On completing her education in Stuttgart, she opened a workshop in nearby Esslingen which she ran from 1979 to 1982. She then returned to Norway where has worked since 1982, first in her workshop in Trondheim and since 2019 in Kvenna Kunstverksted, Surnadal, where she has her own studio. Her work is difficult to classify as she moves from one style to another, sometimes inspired by tradition, sometimes experimenting with her own imagination, as for her Rode vaser (Red Vases, 2001), a collection of 25 vases on white plates arranged five side by side and five from top to bottom. While she has principally worked with clay, inspired by the work of Antoni Gaudí in 1984 she began to work with brick.

Dyrnes's work has benefited from her collaboration with a number of artists and craftsman, including the sculptor Erland Leirdal (born 1964), the landscape architect Christine Gjermo (born 1961) and the photographer Arild Juul.
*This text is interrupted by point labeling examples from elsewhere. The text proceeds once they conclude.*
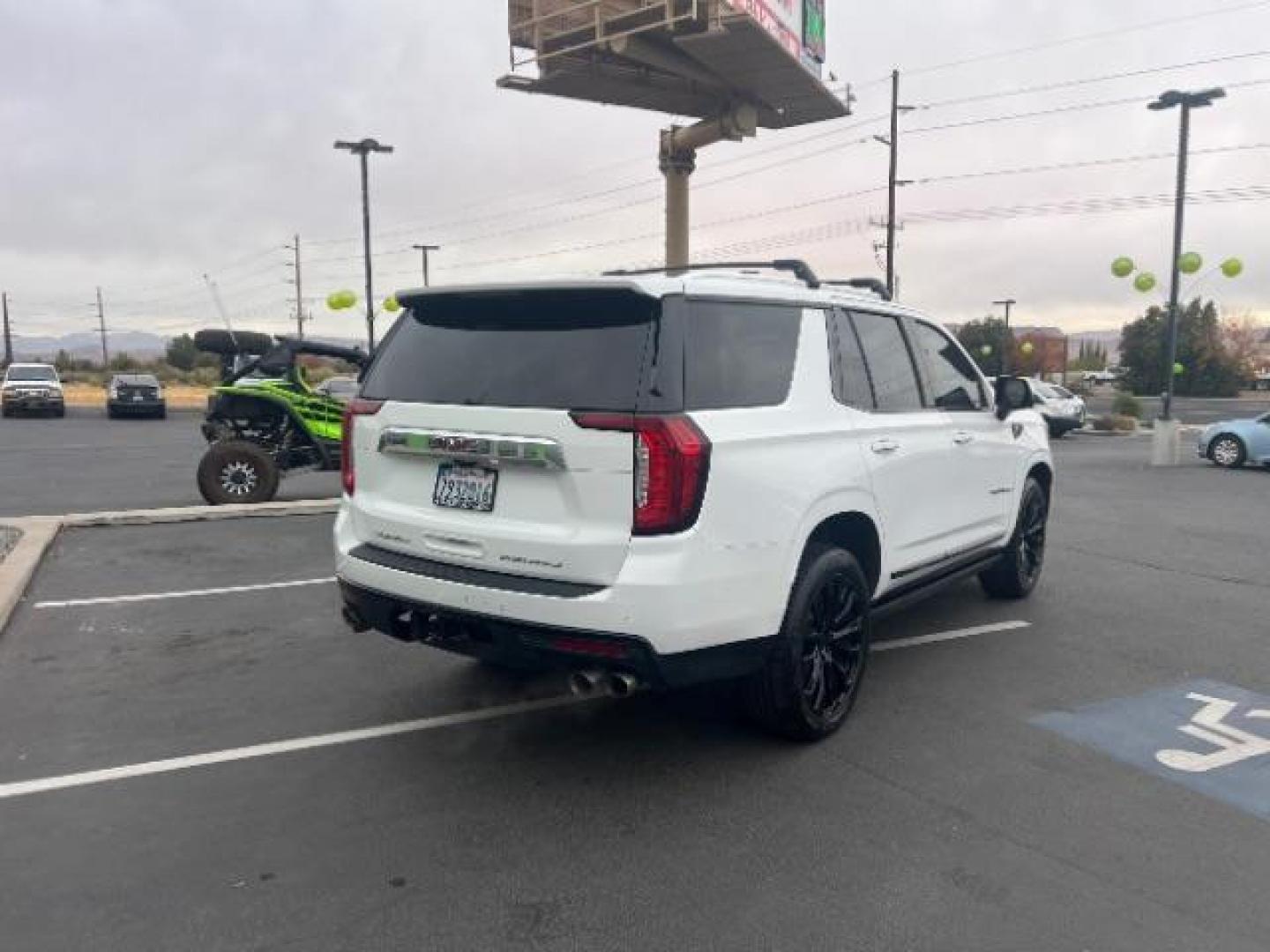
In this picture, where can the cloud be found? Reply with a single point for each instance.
(149, 141)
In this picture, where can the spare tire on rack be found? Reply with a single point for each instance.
(233, 343)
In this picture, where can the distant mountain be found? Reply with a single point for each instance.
(88, 346)
(1110, 339)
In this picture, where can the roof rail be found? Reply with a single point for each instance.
(798, 268)
(873, 285)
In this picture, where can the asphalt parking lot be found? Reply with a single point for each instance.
(86, 464)
(987, 793)
(1192, 410)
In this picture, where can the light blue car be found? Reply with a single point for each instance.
(1237, 442)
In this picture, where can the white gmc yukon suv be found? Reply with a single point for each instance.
(657, 479)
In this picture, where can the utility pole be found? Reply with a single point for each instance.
(1007, 346)
(1186, 100)
(8, 337)
(101, 325)
(300, 290)
(426, 249)
(362, 150)
(894, 183)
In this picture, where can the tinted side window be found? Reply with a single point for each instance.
(891, 366)
(952, 380)
(739, 354)
(851, 385)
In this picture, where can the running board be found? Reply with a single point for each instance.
(906, 596)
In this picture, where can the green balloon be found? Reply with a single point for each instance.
(340, 300)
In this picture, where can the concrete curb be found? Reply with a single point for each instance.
(20, 564)
(38, 533)
(201, 513)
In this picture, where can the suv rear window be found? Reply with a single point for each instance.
(576, 349)
(738, 354)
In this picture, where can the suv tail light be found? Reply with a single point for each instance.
(672, 462)
(347, 464)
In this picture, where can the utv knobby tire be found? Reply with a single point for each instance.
(234, 343)
(778, 695)
(238, 471)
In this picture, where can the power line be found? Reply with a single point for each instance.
(1054, 111)
(1093, 80)
(1077, 38)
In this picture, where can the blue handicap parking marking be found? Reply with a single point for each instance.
(1206, 735)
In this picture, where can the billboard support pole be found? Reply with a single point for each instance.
(677, 160)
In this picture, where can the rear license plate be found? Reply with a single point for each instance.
(471, 487)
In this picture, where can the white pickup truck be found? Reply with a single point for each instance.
(32, 387)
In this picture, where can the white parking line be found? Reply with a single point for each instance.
(23, 788)
(48, 785)
(949, 636)
(195, 593)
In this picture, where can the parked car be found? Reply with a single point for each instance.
(1233, 443)
(342, 389)
(1064, 410)
(32, 387)
(652, 480)
(1100, 376)
(135, 395)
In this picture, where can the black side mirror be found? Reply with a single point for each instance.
(1012, 394)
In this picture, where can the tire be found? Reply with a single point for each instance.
(231, 344)
(238, 471)
(1229, 450)
(810, 683)
(1016, 573)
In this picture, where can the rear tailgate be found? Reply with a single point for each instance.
(474, 457)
She has emphasized how important it is for her to support and strengthen the role of Norwegian artisans. In this connection she has been a driving force in a number of organizations, including Norske Kunsthåndverkere (serving as regional leader for central Norway), and as a board member of Trøndelag Centre for Contemporary Art and Ytre Art School in Ålesund.

==Awards==
As a result of her efforts, Brit Dyrnes received the Norske Kunsthåndverkere honorary award for 2019.